Gras auf dem Tresen

Es kommt, das ist kein Geheimnis, immer mal wieder vor, dass von der Polizei sichergestellte Drogen abhanden kommen. Bei der Polizei. So erzählen meine Mandanten schon mal, dass sie zum Beispiel kurz zuvor sauber abgewogene 80 Gramm Marihuana dabei hatten. Im Sicherstellungsprotokoll tauchen dann aber nur 47 Gramm auf.

Das ist natürlich nichts, worüber man sich als Beschuldigter jetzt groß beschweren würde. Ich kann meine Mandanten jedenfalls immer überzeugen, hier kein Fass aufzumachen. Am Ende kommt ihnen eine geringere Menge ja so oder so zu Gute, und die „ertappten“ Beamten leiten dann ja ohnehin nur ein Verfahren wegen falscher Verdächtigung ein. Ist doch klar, wem am Ende nicht geglaubt wird.
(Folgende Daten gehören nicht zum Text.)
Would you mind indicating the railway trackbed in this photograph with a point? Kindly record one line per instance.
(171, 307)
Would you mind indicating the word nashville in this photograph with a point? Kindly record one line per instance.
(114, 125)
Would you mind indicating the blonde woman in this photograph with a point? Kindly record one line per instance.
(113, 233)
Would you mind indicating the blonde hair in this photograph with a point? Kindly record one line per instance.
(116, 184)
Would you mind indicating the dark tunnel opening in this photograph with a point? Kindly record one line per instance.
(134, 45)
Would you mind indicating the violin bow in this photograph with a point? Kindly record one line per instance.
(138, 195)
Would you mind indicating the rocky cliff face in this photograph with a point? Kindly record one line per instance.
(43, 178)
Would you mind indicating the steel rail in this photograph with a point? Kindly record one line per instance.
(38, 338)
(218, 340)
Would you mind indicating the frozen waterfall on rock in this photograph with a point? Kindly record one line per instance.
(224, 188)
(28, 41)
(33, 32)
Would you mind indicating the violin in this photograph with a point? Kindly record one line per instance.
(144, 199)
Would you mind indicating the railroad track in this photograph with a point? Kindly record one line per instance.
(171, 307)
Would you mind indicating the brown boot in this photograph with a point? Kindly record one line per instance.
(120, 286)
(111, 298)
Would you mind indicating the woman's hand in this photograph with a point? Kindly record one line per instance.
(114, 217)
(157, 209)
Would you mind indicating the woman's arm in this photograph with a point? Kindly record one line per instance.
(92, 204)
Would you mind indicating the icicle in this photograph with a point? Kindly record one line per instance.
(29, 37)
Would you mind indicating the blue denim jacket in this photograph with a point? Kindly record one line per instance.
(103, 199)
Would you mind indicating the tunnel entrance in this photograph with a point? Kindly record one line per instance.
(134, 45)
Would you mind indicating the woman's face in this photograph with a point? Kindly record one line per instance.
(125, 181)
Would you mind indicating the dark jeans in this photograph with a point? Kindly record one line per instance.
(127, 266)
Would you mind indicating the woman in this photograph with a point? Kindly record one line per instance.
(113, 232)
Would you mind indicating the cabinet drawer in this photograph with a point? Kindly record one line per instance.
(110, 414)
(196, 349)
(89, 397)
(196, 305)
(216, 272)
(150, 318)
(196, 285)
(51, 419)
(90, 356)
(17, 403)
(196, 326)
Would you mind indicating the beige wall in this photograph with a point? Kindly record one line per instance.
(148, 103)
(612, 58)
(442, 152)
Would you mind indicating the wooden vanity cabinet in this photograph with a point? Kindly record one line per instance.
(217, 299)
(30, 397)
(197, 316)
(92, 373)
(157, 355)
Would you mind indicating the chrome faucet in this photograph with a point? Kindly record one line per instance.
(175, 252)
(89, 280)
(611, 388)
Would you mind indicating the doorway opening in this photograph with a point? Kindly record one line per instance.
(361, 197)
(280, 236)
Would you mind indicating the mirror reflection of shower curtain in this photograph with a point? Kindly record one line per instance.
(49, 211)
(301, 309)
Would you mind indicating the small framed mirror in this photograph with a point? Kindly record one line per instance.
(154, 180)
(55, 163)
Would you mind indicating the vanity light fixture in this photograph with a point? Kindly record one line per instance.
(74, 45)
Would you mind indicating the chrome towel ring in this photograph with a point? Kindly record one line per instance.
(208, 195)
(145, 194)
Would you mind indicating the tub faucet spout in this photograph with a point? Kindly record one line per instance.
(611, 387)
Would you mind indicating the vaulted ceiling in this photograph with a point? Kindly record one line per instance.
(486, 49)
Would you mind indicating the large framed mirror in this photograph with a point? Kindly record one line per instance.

Wer solche Geschichten ins Reich der Legenden verweist, dem kann ich jetzt einen ganz aktuellen Fall erzählen. Einen Fall, bei dem das Verschwinden der Drogen sich jedenfalls nicht abstreiten lässt. Der Fall spielt auf einer Polizeiwache in Nordrhein-Westfalen. Die Beamten der Nachtschicht hatten bei einem Einsatz folgendes sichergestellt:

– 700 Gramm Marihuana in einer Tüte.

– 52 Gramm Marihuana in einer weiteren Tüte.

So steht es jedenfalls in dem ersten Protokoll, das angefertigt wurde. In der Nacht kamen Kriminalbeamte auf die Wache und übernahmen die Asservate von der Schutzpolizei. Dabei dürfte es wohl so gewesen sein, dass die Wachführerin eine Liste erstellt hat und die Drogen dann zur Abholung bereit legte. Und zwar auf ihren Tisch im Wachraum, den nur Polizeibeamte betreten dürfen. Die Wachleiterin beteuert, die Sachen in einen leeren Kopierpapier-Karton geapackt zu haben. Den will sie ohne (!) Deckel im Dienstzimmer abgestellt haben.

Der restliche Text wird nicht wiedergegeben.